Alternatively, walk up the small hill with the famed windmills that look out to the sea, offering a panoramic view towards Little Venice and the town. These windmills which have stood strong and firm against the rough northerly winds create an idyllic pictureq a magical final chapter in your exploration of Mykonos town. 

Clubbing

clubbing and even more clubbing!

On this celebrity island, the parties and dancing are non-stop! The hip beach bars at the island's most popular beaches, Ftelia, Psarrou, Kalo Livadi, Panormos, Paradise & Super Paradise, are packed from early morning with gym-fit bodies dancing wildly. 

As the sun sets, people flock to the cafes at Little Venice to enjoy the magical sunset. Things hot up as the night progresses at the tens of bars that line the town's narrow streets and Matogianni St. This is the most frequented lane in the commercial heart of the town and draws in celebrities, fashionistas and travellers from all over the world. 

Gastronomic

journeys

Mykonos' local dishes and recipes are ample proof that this cosmopolitan island has never lost its real gastronomic traditions. Traditional meals always include cured meats, be it tasty sausages or the aromatic louza (a local preserved meat dish), and local cheeses such as tyrovolia, spicy kopanisti or xinotyri cheese. 

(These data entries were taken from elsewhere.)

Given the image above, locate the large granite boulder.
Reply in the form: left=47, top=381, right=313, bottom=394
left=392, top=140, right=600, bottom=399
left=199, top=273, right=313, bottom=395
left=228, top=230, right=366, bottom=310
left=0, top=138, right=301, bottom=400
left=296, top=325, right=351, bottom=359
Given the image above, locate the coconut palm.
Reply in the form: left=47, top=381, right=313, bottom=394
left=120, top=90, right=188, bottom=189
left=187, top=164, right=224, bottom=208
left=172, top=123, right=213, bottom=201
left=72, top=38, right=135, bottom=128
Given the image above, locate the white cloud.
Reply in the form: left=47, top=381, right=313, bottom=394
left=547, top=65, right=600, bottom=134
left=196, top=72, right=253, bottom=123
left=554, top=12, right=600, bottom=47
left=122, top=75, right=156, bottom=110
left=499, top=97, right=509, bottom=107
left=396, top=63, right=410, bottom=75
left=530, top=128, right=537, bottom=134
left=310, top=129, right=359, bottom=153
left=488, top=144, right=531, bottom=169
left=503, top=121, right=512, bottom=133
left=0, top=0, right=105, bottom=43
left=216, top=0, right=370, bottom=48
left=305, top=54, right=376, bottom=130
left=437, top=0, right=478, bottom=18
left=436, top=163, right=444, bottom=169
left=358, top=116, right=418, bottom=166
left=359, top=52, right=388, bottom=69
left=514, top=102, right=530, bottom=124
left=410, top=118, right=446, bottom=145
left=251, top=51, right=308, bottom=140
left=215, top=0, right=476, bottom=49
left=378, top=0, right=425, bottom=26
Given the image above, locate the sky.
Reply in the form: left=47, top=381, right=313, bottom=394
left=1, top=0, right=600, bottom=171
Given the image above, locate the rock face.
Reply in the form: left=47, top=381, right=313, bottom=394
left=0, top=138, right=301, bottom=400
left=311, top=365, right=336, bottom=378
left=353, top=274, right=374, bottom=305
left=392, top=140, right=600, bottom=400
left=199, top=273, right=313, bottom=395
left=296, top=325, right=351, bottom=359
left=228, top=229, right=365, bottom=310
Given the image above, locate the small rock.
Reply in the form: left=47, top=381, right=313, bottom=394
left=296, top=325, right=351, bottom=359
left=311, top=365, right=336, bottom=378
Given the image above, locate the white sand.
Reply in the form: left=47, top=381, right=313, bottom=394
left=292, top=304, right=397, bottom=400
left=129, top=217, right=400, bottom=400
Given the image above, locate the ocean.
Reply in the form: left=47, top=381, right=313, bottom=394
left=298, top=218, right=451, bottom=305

Local delicacies are packed with the flavours of both land and sea. Make sure that you try mostra (barley rusks, grated tomato and kopanisti cheese) , fennel patties, aubergine pilaf rice, broad beans with lard and fennel, kale with lard, various types of mushrooms, snails cooked with onions or with rice. Local seafood specialities include roast Skaros (a kind of parrot fish) and marinated fish, while local meat dishes include lamb fricassee with fresh amaranth, or sliced pig's heads with cabbage. 

For dessert, try melopita (honey pie), tsimbita(sweet cheese pastries mixed with honey, cinnamon and orange zest, similar to the ones also found on Crete and Santorini) , Mykonian rafiolia in the pan, orgeat and a range of other almond based products.